A Useful Recipe Book?

Family history

I have a very old hand-written recipe book. Not your usual sort of collection of well-loved family puddings, cakes and stews. This book, handed down from the Yorkshire/Lancashire branch of the family contains not one edible item. Instead, it’s full of tips on how to clean brass, make ink, and cure cholera. It must be very old indeed. Often the letter s is expressed as an f. I think it must date from the days before census entries from the 19th century indicate that many of my family members were involved in trade, or in reasonably supervisory positions in the textile mills. They tended to live in respectable but simple terraces houses in the likes of Batley and Colne.

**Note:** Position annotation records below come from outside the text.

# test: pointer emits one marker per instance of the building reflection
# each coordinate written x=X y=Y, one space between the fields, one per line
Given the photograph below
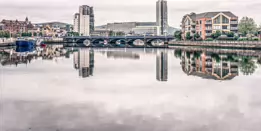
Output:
x=122 y=55
x=17 y=56
x=209 y=65
x=84 y=62
x=162 y=66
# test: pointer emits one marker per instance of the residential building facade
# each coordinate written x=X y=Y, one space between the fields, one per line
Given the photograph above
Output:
x=15 y=26
x=2 y=26
x=162 y=16
x=84 y=20
x=76 y=22
x=259 y=34
x=146 y=30
x=207 y=23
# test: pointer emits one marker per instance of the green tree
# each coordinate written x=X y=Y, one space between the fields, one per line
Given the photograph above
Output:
x=216 y=34
x=247 y=26
x=29 y=34
x=230 y=34
x=259 y=61
x=1 y=34
x=120 y=33
x=247 y=66
x=178 y=53
x=177 y=35
x=40 y=34
x=188 y=36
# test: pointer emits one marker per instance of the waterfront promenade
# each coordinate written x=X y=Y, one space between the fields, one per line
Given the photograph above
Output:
x=6 y=41
x=224 y=44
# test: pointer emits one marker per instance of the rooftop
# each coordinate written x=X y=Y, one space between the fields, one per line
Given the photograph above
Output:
x=195 y=16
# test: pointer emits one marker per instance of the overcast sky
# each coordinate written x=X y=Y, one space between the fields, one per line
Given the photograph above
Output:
x=122 y=10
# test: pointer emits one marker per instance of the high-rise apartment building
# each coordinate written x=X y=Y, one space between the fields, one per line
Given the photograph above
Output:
x=84 y=20
x=207 y=23
x=162 y=66
x=76 y=22
x=162 y=16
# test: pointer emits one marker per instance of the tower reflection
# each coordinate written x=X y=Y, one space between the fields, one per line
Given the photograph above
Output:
x=84 y=62
x=162 y=66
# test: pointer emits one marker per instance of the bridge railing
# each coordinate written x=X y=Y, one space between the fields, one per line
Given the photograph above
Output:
x=219 y=42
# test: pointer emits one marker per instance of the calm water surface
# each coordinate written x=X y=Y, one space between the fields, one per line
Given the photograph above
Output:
x=129 y=90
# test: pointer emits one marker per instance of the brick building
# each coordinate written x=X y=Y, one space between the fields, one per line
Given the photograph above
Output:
x=15 y=26
x=207 y=23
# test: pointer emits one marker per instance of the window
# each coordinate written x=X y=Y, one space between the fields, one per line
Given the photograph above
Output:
x=225 y=20
x=216 y=27
x=224 y=27
x=217 y=20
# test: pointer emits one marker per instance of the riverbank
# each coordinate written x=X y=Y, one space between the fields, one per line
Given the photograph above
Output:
x=220 y=44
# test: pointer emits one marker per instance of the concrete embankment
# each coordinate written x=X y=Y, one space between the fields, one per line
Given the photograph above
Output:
x=222 y=44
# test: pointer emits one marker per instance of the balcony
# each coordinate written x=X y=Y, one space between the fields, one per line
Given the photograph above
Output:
x=208 y=22
x=193 y=29
x=208 y=29
x=208 y=34
x=233 y=28
x=233 y=22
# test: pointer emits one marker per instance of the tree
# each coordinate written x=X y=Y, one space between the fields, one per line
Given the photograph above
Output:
x=40 y=34
x=247 y=26
x=230 y=34
x=177 y=35
x=196 y=36
x=188 y=36
x=178 y=53
x=247 y=66
x=120 y=33
x=216 y=34
x=111 y=33
x=29 y=34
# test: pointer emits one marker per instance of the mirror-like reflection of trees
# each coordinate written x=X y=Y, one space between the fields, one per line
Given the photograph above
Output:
x=204 y=64
x=210 y=65
x=247 y=65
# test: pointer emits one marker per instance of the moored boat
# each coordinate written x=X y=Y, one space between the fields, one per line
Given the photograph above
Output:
x=25 y=43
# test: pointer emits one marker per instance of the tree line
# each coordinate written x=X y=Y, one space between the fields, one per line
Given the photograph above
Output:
x=247 y=30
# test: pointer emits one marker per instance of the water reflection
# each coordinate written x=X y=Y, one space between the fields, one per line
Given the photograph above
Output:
x=203 y=64
x=162 y=66
x=209 y=65
x=84 y=62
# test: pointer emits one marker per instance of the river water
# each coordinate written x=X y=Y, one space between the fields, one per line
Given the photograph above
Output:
x=81 y=89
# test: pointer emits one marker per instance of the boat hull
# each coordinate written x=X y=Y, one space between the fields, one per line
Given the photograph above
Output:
x=24 y=43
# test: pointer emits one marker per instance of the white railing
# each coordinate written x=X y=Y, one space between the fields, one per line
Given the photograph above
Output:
x=233 y=22
x=233 y=28
x=208 y=22
x=208 y=28
x=7 y=40
x=208 y=34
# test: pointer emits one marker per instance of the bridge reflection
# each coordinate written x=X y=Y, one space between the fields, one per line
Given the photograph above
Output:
x=200 y=63
x=84 y=62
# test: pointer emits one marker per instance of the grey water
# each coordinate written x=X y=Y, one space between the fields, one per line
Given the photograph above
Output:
x=85 y=89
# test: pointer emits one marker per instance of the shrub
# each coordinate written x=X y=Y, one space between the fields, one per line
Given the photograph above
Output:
x=209 y=39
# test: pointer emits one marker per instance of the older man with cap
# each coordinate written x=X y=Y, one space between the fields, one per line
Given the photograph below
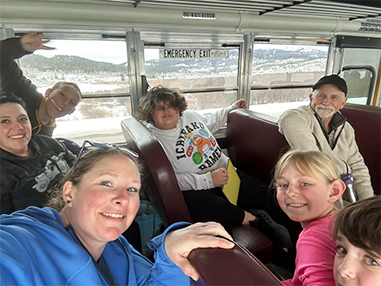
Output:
x=321 y=126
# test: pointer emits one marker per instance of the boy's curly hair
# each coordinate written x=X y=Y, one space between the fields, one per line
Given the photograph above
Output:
x=148 y=103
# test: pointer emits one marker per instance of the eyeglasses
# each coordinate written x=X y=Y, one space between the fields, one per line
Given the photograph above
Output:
x=102 y=145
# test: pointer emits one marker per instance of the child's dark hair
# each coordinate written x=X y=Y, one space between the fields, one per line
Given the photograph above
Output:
x=10 y=97
x=360 y=223
x=148 y=103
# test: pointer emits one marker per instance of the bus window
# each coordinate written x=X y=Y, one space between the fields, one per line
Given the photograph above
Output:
x=100 y=70
x=282 y=75
x=359 y=81
x=207 y=82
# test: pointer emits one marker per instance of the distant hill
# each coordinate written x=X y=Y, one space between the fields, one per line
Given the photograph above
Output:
x=75 y=64
x=69 y=64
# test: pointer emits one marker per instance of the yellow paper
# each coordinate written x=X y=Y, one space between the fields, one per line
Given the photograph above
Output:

Oddly, the first few and the last few pages of my little book are blank, but here’s a list of the contents:

Naptha Polish

Crimson Colour for (?) Show Bottles

Deep red

Cure for the Cholera

For Cleaning Brass and Copper Goods

Polishing Paiste (sic) for Brass, Tin, Copper and Plated Goods

For Etching on Glass etc. etc.

Superior Blacking for Boots and Shoes

Red Oils for Bruses (sic) Sprains etc.

Lyth Ung for Burns Scalds Inflammations

To remove Tarter (sic) from the Teeth

Blacking

Witworth Red Bottle

An Efficacious Receipt for the Rheumatism

The Original Family Receipt for a good Stomach Pill

Recept (sic) for the Cholera

For the Dysentery

Liquor of Iron

Blue Ink

Black Ink

Mint Water

Peppermint Cordial

Paste Blacking

Spirit Varnish

Pills for the Tic Debereaux (sic)

Composition for Mounting Frames etc.

Cow Drink for Heifers

Horse Powder

A comprehensive guide for the householder, I think you’ll agree? I’ll publish a few of the recipes over the next few weeks. Now, which ones do you need?

By the way, I took these photos rather quickly, with my phone. I’ll do them the honour of much better attempts for any further posts.

36 thoughts on “A Useful Recipe Book?

  1. Fascinating! Re: the letter s – it’s not an f, it lacks the cross / slash in the upper part of the letter. It was the way an s was represented in “black letter” (called “Fraktur” in German) except at the end of a word and sometimes in the middle of a word at the end of a syllable.

    Liked by 1 person

  2. Naptha has been used for a very long time, and still is in the petrochemical industry. Mothballs used to be made out of napthalene, don’t know if they still are, and insecticides also.

    I wonder if the crimson was used to colour bottles to slow deterioration of contents?

    All very interesting!

    Liked by 1 person

  3. I’m always fascinated by those old booklets and ‘how to’. As the largest of our ‘real’ paintings crashed behind our leather sofa and it’s frame was splittered to smidgens, I could do with a ‘how to make a new frame’ LOL

    Liked by 1 person

  4. I wouldn’t joke about Covid-19 cures lest you find yourself at the centre of a fake news controversy in a few week’s time, with Chris Witty calling you out for it in a press conference. Just saying as your site is so liberally scattered with my likes that my reputation might suffer too. 🙂

    Liked by 1 person

    1. Oh, one look at these recipes, which I will publish, will demonstrate that I don’t think they’d be useful against cholera, Covid or anything else. In fact they would probably do more harm than good. For anybody suffering from anything.